Nothing compares to the joys of harvesting home-grown vegetables or watching in delight as our lovingly nurtured flowers begin to bloom. But, for all its pleasures, gardening can sometimes be frustrating and disheartening, particularly in the UK. Despite our best endeavours, the elements can be temperamental, the weather unpredictable, and successes scarce. Here are some tips to help you deal with some of the common problems we green-fingered Brits might encounter.
Too Much or Too Little Sunlight
Lack of sunlight or abundance of shade is a huge problem for many gardeners. One solution is to consider growing vertically. Hanging baskets, living walls, or trellises raise plants above the shady depths of ground beds and ensure they receive adequate sunlight. Pots or small raised beds on castors are another handy solution for gardens with limited sunlight, as they can be easily moved around the garden to follow the sun’s trajectory as it shifts throughout the season.
Gardens which are oversaturated with sun can be equally damaging to plants, causing droughts and leaf scorch. Fortunately, there are many creative ways to introduce shade to an otherwise overexposed garden. Positioned correctly, architectural elements like panelling or partitions will provide shade whilst creating distinct zones and interesting features within your garden. Canopies or pergolas also provide shade for sun-shy plants, whilst doubling as frames for sun-loving climbers such as Jasmine, Wisteria, or even Grapevines!
British weather sometimes seems like a perpetual cycle of rain and drizzle. All this excess moisture can make gardening a drag, especially if you have dense clay soil that is prone to becoming waterlogged. You can alleviate this by adding drainage material such as pebbles to your soil or digging drainage channels around the beds, but this is labour intensive and time-consuming. Regular digging and forking can also help to loosen and aerate particularly dense soil, but this will require frequent effort. A more easily maintainable solution is to use wooden garden planters that will lift the growing area safely above any waterlogged ground or dense soil and will prevent standing water from damaging your plants during periods of heavy rainfall.
Poor Quality Soil
Poor quality soil can make gardening very difficult. Particularly in urban areas, soil can lack the essential nutrients necessary for our plants to flourish. You can improve the quality of your existing soil by regularly adding fertiliser, organic matter, or mulch to create a more productive growing environment, but it can take years to achieve truly fertile soil. Another solution is to install raised beds filled with high-quality compost, soil, and fertiliser. The raised beds will contain the nutrients for longer and maintain the soil quality with minimal upkeep.

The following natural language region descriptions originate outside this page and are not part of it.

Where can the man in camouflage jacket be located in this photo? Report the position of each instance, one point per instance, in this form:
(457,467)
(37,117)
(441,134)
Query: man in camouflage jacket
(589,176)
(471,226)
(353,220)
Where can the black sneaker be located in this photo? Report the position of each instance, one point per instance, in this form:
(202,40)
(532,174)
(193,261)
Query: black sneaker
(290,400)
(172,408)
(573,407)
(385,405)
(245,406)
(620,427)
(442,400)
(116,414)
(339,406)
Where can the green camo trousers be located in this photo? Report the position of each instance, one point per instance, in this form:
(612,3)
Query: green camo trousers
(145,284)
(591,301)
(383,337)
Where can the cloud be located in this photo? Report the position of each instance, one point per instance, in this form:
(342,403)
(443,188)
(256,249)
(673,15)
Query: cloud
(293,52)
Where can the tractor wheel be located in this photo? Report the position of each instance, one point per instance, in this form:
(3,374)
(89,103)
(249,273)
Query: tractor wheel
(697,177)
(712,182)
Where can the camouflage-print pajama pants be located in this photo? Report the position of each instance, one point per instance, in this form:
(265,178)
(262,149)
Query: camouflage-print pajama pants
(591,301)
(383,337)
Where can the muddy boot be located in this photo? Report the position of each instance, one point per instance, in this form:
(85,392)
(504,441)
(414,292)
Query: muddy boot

For those of us who live in colder areas, gardening can be tricky. Of course, the most effective solution to growing in colder climates is to install a greenhouse, but these can be large and costly and require a fair deal of effort to both erect and maintain. If you lack the space or budget for a greenhouse, raised beds offer a great alternative. Not only do they insulate the soil, maintaining warmth to extend the growing season, but they can also be adapted to create miniature poly-tunnels. Installing a series of plastic-covered hoops along the bed creates a microclimate that mimics a greenhouse at a fraction of the cost, and protects plants from frost or harsh weather.